The American Society of Civil Engineers (ASCE) is always working to ensure that all infrastructure is safe, resilient, and sustainable. The ASCE is a tax-exempt professional body which was founded in 1852. ASCE provides technical and professional engineering content and creates the codes and standards used to protect the public. This group of civil engineers are responsible for developing innovative practices and technologies to keep the codes and standards updated to meet the ever-changing demands of society. Although these code changes can often lead to confusion and frustration when trying to interpret them, the changes are necessary for building safety.
The most recent code that is being adopted in 2020 is ASCE 7-16. This is the first code to have a dedicated section for the installation of solar systems on buildings. The previous code, ASCE 7-10, did not specifically discuss solar installations. Engineers and designers were required to reference the components and cladding section to determine the appropriate solar design. One of the major additions to the code is including more defined wind zones. Previously, there were no solar specific wind calculations and the design was based on roof surface alone and did not take into account that a solar array would be placed on top. Although this is usually acceptable, there have been some catastrophic failures and damage in locations with high wind loads. The new ASCE 7-16 code hopes to eliminate and avoid these failures and correct these costly issues.

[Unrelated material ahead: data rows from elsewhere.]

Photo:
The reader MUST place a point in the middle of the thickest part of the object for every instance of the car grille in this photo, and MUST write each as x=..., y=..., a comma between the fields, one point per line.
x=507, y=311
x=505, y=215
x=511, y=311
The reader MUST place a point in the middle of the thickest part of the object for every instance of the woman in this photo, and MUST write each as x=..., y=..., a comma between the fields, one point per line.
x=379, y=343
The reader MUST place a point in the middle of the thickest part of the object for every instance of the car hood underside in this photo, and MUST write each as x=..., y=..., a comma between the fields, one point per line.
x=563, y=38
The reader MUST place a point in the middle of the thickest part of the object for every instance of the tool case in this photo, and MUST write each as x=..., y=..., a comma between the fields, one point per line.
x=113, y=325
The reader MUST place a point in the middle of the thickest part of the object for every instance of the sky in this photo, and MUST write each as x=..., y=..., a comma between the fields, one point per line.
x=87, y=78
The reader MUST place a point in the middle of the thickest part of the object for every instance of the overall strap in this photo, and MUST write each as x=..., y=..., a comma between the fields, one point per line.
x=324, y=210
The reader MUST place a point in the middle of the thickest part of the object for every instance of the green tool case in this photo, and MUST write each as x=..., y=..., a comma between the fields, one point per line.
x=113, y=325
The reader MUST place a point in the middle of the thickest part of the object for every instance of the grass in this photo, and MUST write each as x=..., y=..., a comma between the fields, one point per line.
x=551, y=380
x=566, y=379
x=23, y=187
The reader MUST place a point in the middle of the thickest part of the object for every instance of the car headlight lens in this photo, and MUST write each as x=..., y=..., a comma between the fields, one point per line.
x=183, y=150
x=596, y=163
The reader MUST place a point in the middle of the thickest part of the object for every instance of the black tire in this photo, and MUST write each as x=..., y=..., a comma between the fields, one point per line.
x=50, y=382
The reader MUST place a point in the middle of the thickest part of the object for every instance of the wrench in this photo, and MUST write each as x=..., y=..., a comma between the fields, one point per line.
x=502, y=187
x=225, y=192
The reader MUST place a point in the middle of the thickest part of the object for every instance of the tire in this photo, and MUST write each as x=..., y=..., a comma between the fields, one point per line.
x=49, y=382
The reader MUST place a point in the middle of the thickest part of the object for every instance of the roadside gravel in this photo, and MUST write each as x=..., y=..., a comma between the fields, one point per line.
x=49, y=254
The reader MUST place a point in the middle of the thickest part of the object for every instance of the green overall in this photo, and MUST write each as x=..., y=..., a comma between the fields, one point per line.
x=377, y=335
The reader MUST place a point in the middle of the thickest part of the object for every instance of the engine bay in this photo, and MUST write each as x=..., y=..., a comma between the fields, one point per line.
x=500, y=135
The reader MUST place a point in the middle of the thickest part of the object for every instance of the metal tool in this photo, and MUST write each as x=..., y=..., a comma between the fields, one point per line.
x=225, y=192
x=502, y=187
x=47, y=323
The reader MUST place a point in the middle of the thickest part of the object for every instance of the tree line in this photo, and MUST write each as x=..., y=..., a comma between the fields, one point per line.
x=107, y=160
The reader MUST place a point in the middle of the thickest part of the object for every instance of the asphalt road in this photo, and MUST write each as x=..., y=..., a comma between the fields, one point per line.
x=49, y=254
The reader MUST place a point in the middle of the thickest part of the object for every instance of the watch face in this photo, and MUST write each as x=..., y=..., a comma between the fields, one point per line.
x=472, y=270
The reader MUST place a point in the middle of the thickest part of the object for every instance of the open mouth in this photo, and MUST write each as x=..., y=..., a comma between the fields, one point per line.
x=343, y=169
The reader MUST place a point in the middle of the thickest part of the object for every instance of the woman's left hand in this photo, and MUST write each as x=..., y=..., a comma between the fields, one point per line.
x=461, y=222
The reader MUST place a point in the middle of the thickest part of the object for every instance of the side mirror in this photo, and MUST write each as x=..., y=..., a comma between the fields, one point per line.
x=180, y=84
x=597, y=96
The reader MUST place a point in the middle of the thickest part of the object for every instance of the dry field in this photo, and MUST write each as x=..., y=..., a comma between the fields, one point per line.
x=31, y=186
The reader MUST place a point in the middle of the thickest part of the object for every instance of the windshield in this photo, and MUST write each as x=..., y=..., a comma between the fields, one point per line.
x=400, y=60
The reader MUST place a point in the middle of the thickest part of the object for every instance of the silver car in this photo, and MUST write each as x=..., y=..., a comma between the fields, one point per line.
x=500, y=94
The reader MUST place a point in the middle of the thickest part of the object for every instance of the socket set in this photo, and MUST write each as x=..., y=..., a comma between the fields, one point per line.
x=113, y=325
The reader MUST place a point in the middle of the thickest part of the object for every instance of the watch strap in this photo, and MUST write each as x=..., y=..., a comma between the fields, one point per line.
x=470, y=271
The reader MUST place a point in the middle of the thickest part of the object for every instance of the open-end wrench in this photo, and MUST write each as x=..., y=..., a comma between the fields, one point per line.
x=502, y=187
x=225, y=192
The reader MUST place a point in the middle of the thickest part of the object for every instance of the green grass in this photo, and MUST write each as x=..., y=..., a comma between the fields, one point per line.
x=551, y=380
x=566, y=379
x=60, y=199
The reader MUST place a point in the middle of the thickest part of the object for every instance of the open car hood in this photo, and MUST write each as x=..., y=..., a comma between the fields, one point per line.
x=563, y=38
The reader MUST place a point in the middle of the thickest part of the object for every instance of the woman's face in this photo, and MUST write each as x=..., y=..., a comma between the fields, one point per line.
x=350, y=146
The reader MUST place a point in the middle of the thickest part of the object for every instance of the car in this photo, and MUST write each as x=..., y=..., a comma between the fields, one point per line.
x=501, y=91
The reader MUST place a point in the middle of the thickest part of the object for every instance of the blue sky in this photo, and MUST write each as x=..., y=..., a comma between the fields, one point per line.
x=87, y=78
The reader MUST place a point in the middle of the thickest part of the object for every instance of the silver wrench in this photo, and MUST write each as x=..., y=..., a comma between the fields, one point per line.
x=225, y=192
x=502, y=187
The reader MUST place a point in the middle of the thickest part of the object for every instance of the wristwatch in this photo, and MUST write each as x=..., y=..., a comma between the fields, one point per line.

Since ASCE 7-16 follows solar specific wind tunnel testing, there may be decreased wind pressures between upper and lower surfaces of a solar array (depending on array geometry). Additionally, sections of the code allow for reductions in wind loading due to specific geometric factors of the array. Everest has taken these variables into consideration with racking design. Another issue that was revealed during the wind tunnel testing, evaluated by the code-writing team, is that there is an increased net wind pressure caused by roof edge effect and large gaps. Many new provisions were considered because of these discoveries. The locations that will be most affected by these changes are places in Hurricane zones or high wind zones such as Texas, Florida, The Gulf of Mexico, Puerto Rico and the Carolinas.
The Authority Having Jurisdiction (AHJ) is defined as “an organization, office, or individual responsible for enforcing the requirements of a code or standard, or for approving equipment, materials an installation, or a procedure.” For every project, it is necessary to consult the local AHJ to ensure that the local codes are being followed and enforced. The local AHJ ensures that the project is code compliant and safe. For every solar project, it is necessary to consult the local AHJ to ensure code compliance. The AHJ is able to interpret the codes and determine whether there are special requirements that need to be in place for a specific geographic location.
Monoslope, Gable, and Flat Roofs
The new ASCE 7-16 code now discerns between roof type. Previous codes did not distinguish between roof type for determining wind pressure. Gable and hip roofs now have different requirements and increased roof zones. For gable roofs, zone 1 remained unchanged. Zone 2 has been divided into 3 sections; 2E, 2R and 2N. Zone 3 has been divided into 2 zones; 3E and 3R. Hip roofs have stayed the same in zones 1 and 3, but zone 2 has been divided into 2E and 2R. These new zones take into account the wind pressure coefficients when roof pitch increases or decreases.
Luckily, there is minimal design impact for most Everest installations. There is no change in the code for snow load, exposure category or risk category. The largest changes apply to wind and roof zones.
Everest is dedicated to ensuring its customers have all of the required documentation for their solar projects. This includes state-stamped engineering letters and online tools to assist with any PV design needs.
Additionally, Everest’s commitment towards creating robust products means the customer will have few setbacks in choosing Everest attachment and rail products. Many of the products that were designed for ASCE 7-10 loads also work just as well using ASCE 7-16 loads. Everest will continue to innovate and create products with superior strength at a cost-competitive value, considering all current and future changes to the code.